Como siempre su hermana era muy seria, ella había nacido para ser una refulgente. Algunos de sus maestros decían que tenía potencial para ser una de las mejores ya que contaba con una cantidad de agarre insólitamente grande para una mujer. Recordaba tener celos de que su hermana fuera capaz de hacer refulgir. No fue hasta que su madre le dijo que no se hacía falta ser un refulgente para poder conquistar tierras, que la mirara a ella y le dijera que refulgente había obtenido más que ella, que mirara la historia y dijera cuales de los hombres y mujeres que habían cambiado el mundo eran refulgentes.
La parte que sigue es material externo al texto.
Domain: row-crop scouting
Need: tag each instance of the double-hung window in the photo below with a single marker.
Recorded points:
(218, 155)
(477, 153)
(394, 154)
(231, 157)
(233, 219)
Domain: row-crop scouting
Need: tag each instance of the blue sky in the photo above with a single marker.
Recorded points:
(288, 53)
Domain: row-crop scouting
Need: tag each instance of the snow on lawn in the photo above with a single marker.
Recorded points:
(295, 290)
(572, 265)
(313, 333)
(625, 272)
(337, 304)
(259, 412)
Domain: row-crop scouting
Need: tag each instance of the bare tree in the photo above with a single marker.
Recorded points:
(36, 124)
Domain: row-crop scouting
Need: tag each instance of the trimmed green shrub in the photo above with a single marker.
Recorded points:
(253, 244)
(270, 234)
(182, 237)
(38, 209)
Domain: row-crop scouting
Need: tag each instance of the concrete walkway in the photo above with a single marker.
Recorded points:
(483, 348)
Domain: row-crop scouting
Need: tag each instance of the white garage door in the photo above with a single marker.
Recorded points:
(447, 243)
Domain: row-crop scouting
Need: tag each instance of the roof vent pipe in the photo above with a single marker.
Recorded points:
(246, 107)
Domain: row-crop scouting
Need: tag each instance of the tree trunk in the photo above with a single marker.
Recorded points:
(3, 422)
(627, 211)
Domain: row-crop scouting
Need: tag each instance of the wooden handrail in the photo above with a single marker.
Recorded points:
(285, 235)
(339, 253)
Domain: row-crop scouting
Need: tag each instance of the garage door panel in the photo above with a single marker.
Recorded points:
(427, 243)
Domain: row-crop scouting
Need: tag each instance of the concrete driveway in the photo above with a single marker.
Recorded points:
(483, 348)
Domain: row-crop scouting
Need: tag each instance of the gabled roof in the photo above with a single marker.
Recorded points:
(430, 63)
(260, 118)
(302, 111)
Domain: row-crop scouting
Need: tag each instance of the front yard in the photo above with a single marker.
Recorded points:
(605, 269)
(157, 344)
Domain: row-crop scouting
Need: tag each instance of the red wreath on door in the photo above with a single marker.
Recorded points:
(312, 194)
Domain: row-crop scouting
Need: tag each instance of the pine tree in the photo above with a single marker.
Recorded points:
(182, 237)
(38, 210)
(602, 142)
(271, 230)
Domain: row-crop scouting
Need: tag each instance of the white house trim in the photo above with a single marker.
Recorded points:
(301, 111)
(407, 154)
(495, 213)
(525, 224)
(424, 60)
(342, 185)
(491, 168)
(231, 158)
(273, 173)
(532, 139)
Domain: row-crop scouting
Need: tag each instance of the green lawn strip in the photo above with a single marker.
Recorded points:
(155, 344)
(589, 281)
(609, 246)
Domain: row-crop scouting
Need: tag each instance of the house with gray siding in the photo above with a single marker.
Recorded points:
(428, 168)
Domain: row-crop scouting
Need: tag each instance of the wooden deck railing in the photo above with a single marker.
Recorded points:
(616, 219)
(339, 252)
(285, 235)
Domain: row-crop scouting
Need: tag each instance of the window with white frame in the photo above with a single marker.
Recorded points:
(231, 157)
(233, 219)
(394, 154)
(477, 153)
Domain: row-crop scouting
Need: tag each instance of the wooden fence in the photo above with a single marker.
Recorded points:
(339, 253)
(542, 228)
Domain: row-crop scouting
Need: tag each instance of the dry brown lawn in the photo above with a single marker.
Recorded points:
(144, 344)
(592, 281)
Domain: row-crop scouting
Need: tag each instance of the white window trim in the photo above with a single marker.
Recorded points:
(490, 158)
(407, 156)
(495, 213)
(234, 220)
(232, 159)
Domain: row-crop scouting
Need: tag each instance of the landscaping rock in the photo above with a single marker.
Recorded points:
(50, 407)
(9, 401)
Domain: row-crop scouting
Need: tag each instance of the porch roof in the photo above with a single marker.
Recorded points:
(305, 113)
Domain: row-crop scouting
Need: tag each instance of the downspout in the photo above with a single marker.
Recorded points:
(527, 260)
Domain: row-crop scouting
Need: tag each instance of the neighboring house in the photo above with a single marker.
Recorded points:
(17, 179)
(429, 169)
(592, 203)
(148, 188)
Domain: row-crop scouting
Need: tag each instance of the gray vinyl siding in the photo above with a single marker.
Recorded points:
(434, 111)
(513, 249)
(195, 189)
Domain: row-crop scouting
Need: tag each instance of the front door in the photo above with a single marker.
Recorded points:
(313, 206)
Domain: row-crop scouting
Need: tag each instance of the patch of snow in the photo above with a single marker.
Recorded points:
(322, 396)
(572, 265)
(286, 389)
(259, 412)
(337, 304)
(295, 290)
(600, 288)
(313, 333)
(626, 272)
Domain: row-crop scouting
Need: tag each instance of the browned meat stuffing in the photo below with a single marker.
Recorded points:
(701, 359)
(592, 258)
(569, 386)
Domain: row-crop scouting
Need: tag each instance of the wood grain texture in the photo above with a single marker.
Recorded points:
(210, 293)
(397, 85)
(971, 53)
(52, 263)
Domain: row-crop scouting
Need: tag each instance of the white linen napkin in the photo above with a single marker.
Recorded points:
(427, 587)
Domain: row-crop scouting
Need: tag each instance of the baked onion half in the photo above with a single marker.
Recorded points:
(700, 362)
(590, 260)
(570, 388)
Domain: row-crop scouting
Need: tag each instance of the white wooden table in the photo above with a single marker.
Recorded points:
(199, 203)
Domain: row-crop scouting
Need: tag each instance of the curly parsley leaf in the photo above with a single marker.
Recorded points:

Desde ese día sabía que la mente y la preparación eran las armas más potentes que existían, y se volcó en perfeccionar su agudeza mental.
Su hermana portaba un traje de cuero duro que se le ceñía al cuerpo, en las partes más delgadas los tonificados músculos se notaban, eran como las estatuas que estaban colocadas por toda la ciudad, él dudaba que aquellos músculos no fueran de piedra. Era más pequeña que él, ella medía 163 cm y él 182 cm, aun con su pequeño cuerpo lograba intimidar y ser bella a la vez. En lo personal él había visto mujeres mucho más hermosas, pero nadie estaba dispuesto a decirle a ella que era fea. Con el régimen militar que dictaba la vida de su hermana el cabello era corto, su cuerpo casi no contenía grasa por lo que sus pechos eran pequeños. Lo peor de ella era su mirada, que saltaba de una persona a otra como esperando que de repente saltaran con una daga en las manos.